3.3 Behavioral switching from swimming to adhering
In this section, we focus on the transition from cone to trumpet (Figures 2E,F) related to the determination of the adhering location. In the transition, the swimming speed of the cell decreases, accompanied by increasing cell length (Figures 3A,B). The correlation between the length and speed of the cell shows a negative correlation, and two kinds of relationships are observed in the transition by scaling methods (s∼l−6.3 and s∼l0.2, Figure 3B). In the behavioral transition, the swimming trajectory changed from straight forward to rotating (Figure 3C, Supplementary Video S1). The trajectories in the swimming and trumpet states are shown in Figures 3D,E. The true diameter of the trajectory in the free-swimming cone state could not be measured because the cone-shaped cell usually swims in a straight trajectory and the swimming is affected by the chamber’s wall due to the restriction of the observation area. The diameter of the rotating trajectory of the trumpet cell (Figure 3E) is distributed at 1.4 ± 0.3 mm (SD, n = 133, 11 cells, Figure 3F). The parameters of the beating forms of the membranellar band are different between the cone state and trumpet state (Supplementary Figure S11).

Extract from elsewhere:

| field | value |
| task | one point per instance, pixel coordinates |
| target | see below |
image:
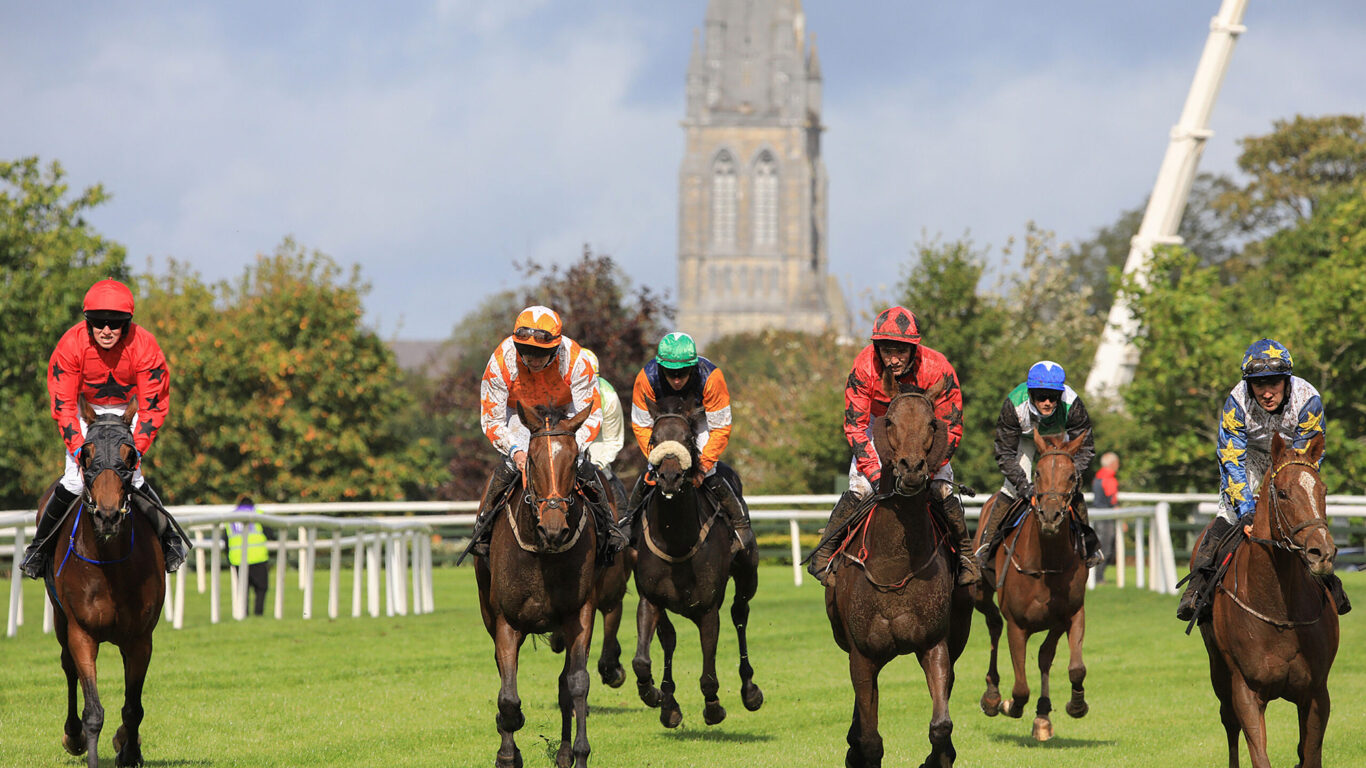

FIGURE 3. The processes of behavioral switching from swimming (cone shaped) to adhering (trumpet shaped). (A) Time series of the cell length (blue line) and swimming speed (orange line) of the cell in the transition from cone to trumpet (Figures 2E,F). Averaged lines are represented as solid bold lines, and individual data are represented as solid thin lines. Standard deviations of values for each cell at a time point are the transparent regions. These values are normalized by Cone = 1. It shows the negative correlation between the cell length and swimming speed. (B) The correlation between cell length and speed. The green solid line represents the average speed. Gray lines are individual transition data, and averaged data are fitted by power laws. The characteristic factors of the law are −6.3 in the range of 1–1.25 (normalized length) and 0.2 in the range of 1.25–1.45 (normalized length). (C) The trajectory of a cell in the behavioral transition from swimming to adhering. As the cell elongates, the cell becomes locally rotating. The color represents elapsed time from the beginning of the transition. The dashed line represents the wall of the chamber. (D,E) The comparison between the swimming trajectories at swimming steady state and steady rotating state. (F) The distribution of the swimming pass diameter in the steady rotating state. The diameter was 1.4 ± 0.3 mm (SD, n = 133, 11 cells).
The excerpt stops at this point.